Notre Dame de París

Desde la ventana de mi habitación donde escribo este editorial veo la majestuosa fachada de la iglesia de Notre Dame de París un verdadero cántico pétreo de lo mejor del genio y del arte humano a la Madre de Dios, Nuestra Señora, iglesia que otro genio, esta vez de la literatura, Víctor Hugo, hizo famosa a través de un inolvidable jorobado. La iglesia de Notre Dame es la iglesia catedral de París y, por lo mismo, la sede de su arzobispo.
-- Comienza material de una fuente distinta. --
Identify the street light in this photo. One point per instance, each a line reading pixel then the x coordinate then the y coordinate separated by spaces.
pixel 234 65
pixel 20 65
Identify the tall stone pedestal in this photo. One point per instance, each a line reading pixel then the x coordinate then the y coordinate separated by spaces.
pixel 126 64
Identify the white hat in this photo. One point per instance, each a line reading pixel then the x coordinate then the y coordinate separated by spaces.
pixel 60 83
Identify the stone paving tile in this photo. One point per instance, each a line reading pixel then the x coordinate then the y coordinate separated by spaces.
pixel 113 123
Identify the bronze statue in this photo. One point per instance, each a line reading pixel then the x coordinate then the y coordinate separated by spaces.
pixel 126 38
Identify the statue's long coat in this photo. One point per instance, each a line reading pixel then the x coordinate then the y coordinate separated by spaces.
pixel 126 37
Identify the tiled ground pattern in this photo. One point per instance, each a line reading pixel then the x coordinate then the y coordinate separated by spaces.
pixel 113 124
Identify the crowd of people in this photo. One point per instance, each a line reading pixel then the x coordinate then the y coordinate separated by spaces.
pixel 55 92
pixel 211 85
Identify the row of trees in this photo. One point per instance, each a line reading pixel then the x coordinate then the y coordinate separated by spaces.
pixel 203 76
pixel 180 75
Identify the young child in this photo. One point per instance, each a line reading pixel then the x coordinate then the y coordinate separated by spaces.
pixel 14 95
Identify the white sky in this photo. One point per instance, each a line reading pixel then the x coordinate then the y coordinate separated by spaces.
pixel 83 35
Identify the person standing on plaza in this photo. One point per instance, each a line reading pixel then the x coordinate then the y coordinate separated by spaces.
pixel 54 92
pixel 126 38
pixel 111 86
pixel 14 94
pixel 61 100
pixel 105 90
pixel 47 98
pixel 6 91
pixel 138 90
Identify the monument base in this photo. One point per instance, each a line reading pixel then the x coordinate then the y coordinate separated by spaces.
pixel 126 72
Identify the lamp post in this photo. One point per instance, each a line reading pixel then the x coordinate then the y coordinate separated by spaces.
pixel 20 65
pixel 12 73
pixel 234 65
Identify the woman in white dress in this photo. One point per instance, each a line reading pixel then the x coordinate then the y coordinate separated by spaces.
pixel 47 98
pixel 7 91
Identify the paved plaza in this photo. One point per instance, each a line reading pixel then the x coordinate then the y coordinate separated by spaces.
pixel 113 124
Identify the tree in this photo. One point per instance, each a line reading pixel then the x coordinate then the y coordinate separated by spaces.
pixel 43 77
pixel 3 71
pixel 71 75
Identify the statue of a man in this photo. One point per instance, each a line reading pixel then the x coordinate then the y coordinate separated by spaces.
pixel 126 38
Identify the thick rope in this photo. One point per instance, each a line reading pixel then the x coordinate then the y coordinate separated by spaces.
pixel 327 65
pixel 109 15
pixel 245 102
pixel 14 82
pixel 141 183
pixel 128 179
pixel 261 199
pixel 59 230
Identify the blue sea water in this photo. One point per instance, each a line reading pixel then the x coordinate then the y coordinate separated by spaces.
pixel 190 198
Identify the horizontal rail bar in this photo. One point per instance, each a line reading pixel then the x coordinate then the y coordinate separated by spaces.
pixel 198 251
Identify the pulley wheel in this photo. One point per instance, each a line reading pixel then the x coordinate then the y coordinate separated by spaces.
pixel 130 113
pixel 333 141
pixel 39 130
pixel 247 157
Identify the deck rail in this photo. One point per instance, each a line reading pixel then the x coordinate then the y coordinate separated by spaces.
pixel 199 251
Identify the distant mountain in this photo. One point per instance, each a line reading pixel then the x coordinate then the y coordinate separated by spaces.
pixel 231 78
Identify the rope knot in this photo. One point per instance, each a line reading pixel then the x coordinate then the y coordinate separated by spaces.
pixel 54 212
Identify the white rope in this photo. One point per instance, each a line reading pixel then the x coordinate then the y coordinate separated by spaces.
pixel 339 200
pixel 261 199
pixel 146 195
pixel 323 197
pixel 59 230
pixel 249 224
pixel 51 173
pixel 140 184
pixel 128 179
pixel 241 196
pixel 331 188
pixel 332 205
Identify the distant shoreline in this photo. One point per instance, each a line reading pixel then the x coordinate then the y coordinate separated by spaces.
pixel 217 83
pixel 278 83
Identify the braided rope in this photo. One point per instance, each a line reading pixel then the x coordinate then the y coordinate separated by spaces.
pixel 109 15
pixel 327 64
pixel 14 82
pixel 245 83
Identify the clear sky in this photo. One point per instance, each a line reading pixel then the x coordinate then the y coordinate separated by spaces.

Mientras contemplo ese hermoso monumento a la Virgen, no puedo dejar de pensar en quien fuera durante largos años cardenal arzobispo de París, fallecido hace algunos meses, Jean Marie Lustiger, cuyos libros han sido para mí de mucho provecho espiritual e intelectual.
El que llegaría a ser cardenal de París, es decir, un hombre de mucha importancia en la Iglesia, fue de raza y religión judía, si bien nacido en Francia y, por lo mismo, de nacionalidad francesa. Fue en la universidad, cuando ya había pasado los veinte años, cuando se produjo su proceso de conversión y la responsable del inicio de ese proceso de conversión fue una viejecita. Acompañaba un día el joven Jean Marie a un amigo católico que tenía que pasar a hablar con el párroco de una iglesia parisina. El trámite era breve y como el amigo católico sabía que el joven Lustiger era judío, le sugirió que lo esperara fuera del templo donde se encontrarían en breve al término de la gestión. El joven judío, sin embargo, no le hizo caso a su amigo católico y, por curiosidad, porque era la primera vez que lo hacía, entró al templo. En la medida que avanzaba llamó su atención la única persona que había, una viejecita, que rezaba de rodillas frente al sagrario. Lo hacía con tal devoción que el joven judío quedó impactado: allí había algo que jamás había visto en la sinagoga, en el silencio de esa iglesia esa vieja dama estaba en diálogo con alguien; no había allí un monólogo, sino un diálogo silencioso de ella con alguien que, aunque el joven no veía, intuía que estaba allí presente. A la salida de ese templo, la vida del joven Lustiger había cambiado para siempre y la viejecita jamás pudo siquiera imaginarse las consecuencias de ese sencillo acto de pasar a hacer una visita al Santísimo y su breve rato de oración. Porque ese fue el punto de partida de la conversión del joven judío que con el tiempo se hizo sacerdote y, como era hombre de gran cultura, fue nombrado capellán del Instituto Católico de París, la universidad católica parisina. Y de allí el Papa Juan Pablo II, en una decisión que él mismo contó que había rezado mucho y que significó una osadía, lo hizo arzobispo de París y príncipe de la Iglesia.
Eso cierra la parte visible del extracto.